When continued, and the illustration documents the steps, we finally get, in row T, the answer we are looking for. We get the number 2 and, in the log column, the value of .301029. The actual number Excel gives me, if I take it out to 20 decimal points (the command typed in the cell is =log(2)) is .30102999566398100000; Excel shortens that to .30103.

Let me here indicate the Excel commands used. In the column labeled Actual, the formula in cell B8 and subsequent cells, references changing as indicated by the comment, is:

=SQRT(B7*B6)

In the column labeled Log, the formula in cell C8 and subsequent cells, references changing, is:

=(C6+C7)/2

The reader might fault me for not pulling my square roots manually. Sorry. I cut myself some slack there. That too is a lengthy process with large numbers, but I do know how to do that.

Finding the first few logs is difficult and time consuming. But later the very nature of the exponents makes the job go faster. Adding logs is multiplication, deducting logs is division. Having the logs of 1, 10, and 2, we can rapidly proceed thus:

• The log of 5 is obtained by dividing 10 by 2, thus 1 - .30103 = .69897.
• The log of 4 is easy too, 2 x 2, thus .3013 + .3013 = .60206.
• The log of 8 is 4 x 2, therefore .30103 + .60206 = .90309.
• The log of 20? No problem. 2 x 10 = .30103 + 1 = 1.30103.
• The log of 40? It is 1.60206.
• And 400? It is 2.60206. Simple, 100 x 4, 2 + .60206.

And so on. Prime numbers divisible only by 1 and themselves require the long process. 3 and 7 require slow calculation.
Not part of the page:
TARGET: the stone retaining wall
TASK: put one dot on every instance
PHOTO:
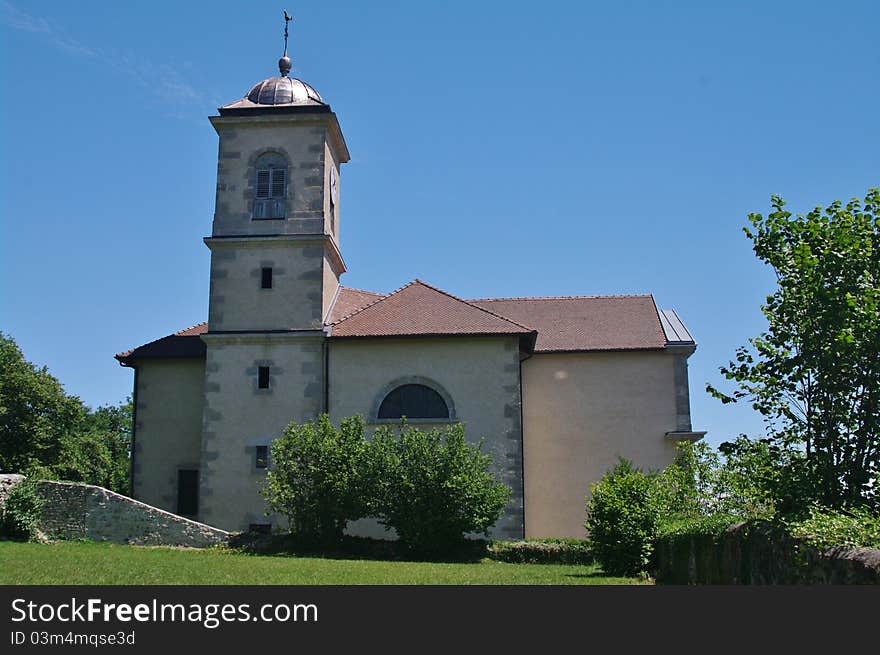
(83, 511)
(761, 553)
But after that it is easy to calculate the log of 6, 9, 12, 14, 60, 70, 90, and so on. Not that we have to. A thirty dollar calculator or an Excel spreadsheet has them all. But it is valuable to understand things from the ground up.

One learns in this process that the integer portion of a log number always refers to multiples of ten (thus of the base), and the fractional parts to “fractions” of ten. The fractions are obtained by division, obtaining roots, the integers by multiplication.

In this process I also came to understand that logs are a geometrical series; the terms change by the same ratio. In a log base 10, the geometrical progression is represented by 10: 10, 100, 1000, etc. In a log base 2, the progression is by 2: 2, 4, 8, 16. In the first, integer logs will be exact multiples of 10—all other numbers will be or have a fractional component. In a log of base 2, integer logs will be multiples of two. The unchanging ratio is multiplication by the base or division to detect the root of the base.

In arithmetical series, the terms always change by the same amount. In the decimal system that amount is 1 or a fraction of 1. When a geometrical series is used to index an arithmetic series, the advantage is that multiplication and division of the indexed arithmetical series may be replaced by adding or deducting logs. This very much increases the efficiency of manual calculation—which was Napier’s motivation for developing logarithms in a time when mechanical calculators, and never mind lightning speed electronic devices, were still far in the future.

I’ll indulge my fascination with this subject in future posts as well—and perhaps they will help others too.